- Goal of the program
- Available commands
- Run the application
- Configuration
- Setup your local environment
- Limit of the solution
Design and code a program that standardizes a given file into a quoted csv format. The program will meet the following criterias:
- It will loop through files in the 'dataDropArea' directory to process all the files.
- It will use a configuration file as a YAML in order to pick up different parameters. The parameters should take into
account:
- File name Regex
- Delimiter Used
- You can find a config example in
param/config.yaml
- It will seek the file's configuration given a unique regex based on the file name pattern.

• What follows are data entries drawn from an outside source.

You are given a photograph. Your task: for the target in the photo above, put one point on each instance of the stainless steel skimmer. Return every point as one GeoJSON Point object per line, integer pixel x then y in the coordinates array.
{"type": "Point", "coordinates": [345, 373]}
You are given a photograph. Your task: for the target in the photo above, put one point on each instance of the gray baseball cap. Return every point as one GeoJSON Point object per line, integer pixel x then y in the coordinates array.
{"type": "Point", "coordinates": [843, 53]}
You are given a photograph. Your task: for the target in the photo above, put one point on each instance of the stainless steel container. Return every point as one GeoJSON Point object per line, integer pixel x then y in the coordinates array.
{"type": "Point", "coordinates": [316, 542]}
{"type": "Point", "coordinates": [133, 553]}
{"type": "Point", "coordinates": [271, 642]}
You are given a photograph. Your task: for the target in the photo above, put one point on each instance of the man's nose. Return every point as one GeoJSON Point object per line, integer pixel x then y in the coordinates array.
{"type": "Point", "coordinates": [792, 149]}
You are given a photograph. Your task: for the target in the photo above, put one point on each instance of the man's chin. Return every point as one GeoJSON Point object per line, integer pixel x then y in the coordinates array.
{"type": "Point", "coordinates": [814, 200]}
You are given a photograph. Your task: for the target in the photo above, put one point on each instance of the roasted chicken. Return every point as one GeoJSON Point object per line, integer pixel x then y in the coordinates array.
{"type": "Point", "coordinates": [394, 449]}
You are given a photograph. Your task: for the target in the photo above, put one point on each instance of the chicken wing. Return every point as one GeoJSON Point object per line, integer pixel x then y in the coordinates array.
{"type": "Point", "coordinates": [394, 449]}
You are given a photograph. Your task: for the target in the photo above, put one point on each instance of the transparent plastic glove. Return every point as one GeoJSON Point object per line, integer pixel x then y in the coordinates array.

- The program should print errors if a file could not be standardized due to errors.
- The standardized output format is Quoted CSV, meaning seperated by comma, enclosed by quotes.
- The program has to be unit tested.
- The entrypoint of the program should be
standardize.py
Name | Description |
---|---|
run | Will run the program with the two promps |
install | Will install all necessary libraries |
test | Will launch all the tests |
test-cov | Will generate a coverage report in the terminal |
lint | Will lint and correct formating issues in the code |
export-requirements | Will freeze all dependencies of the project |
To run the application it is very simple :
$ make run
You we will prompted with 2 choices :
- The name of the configuration file, default is config.yaml
- To dump the result of the standardization to a file or only print it to the terminal, default is false.
They are two types of files :
- config: is a YAML where the key is a regex of file name with two attributes (delimiter and column_count), must be located in the folder param.
- data: is a csv file to standardize, must be located in the folder dataDropArea.
First of all start by install python on MacOS using brew, you can get it here.
$ brew install python3
Add python and globally installed packages to your path :
export PATH="$HOME/Library/Python/3.10/bin:$PATH"
export PATH="$HOME/.local/bin:$PATH"
Source either .bashrc
or .zshrc
.
Then install pipenv with pipx :
$ pip install --user pipx
$ pipx install pipenv
You can also install pipenv with pip directly :
$ pip install pipenv
Then when pipenv is installed, install the project dependencies with :
$ make install
- Dates are not handled
- Some integeres are handled as strings
- If a rogue separator is added in the middle of a column it is processed as one string and it will add any missing column
- Might add
.0
at the end of some integers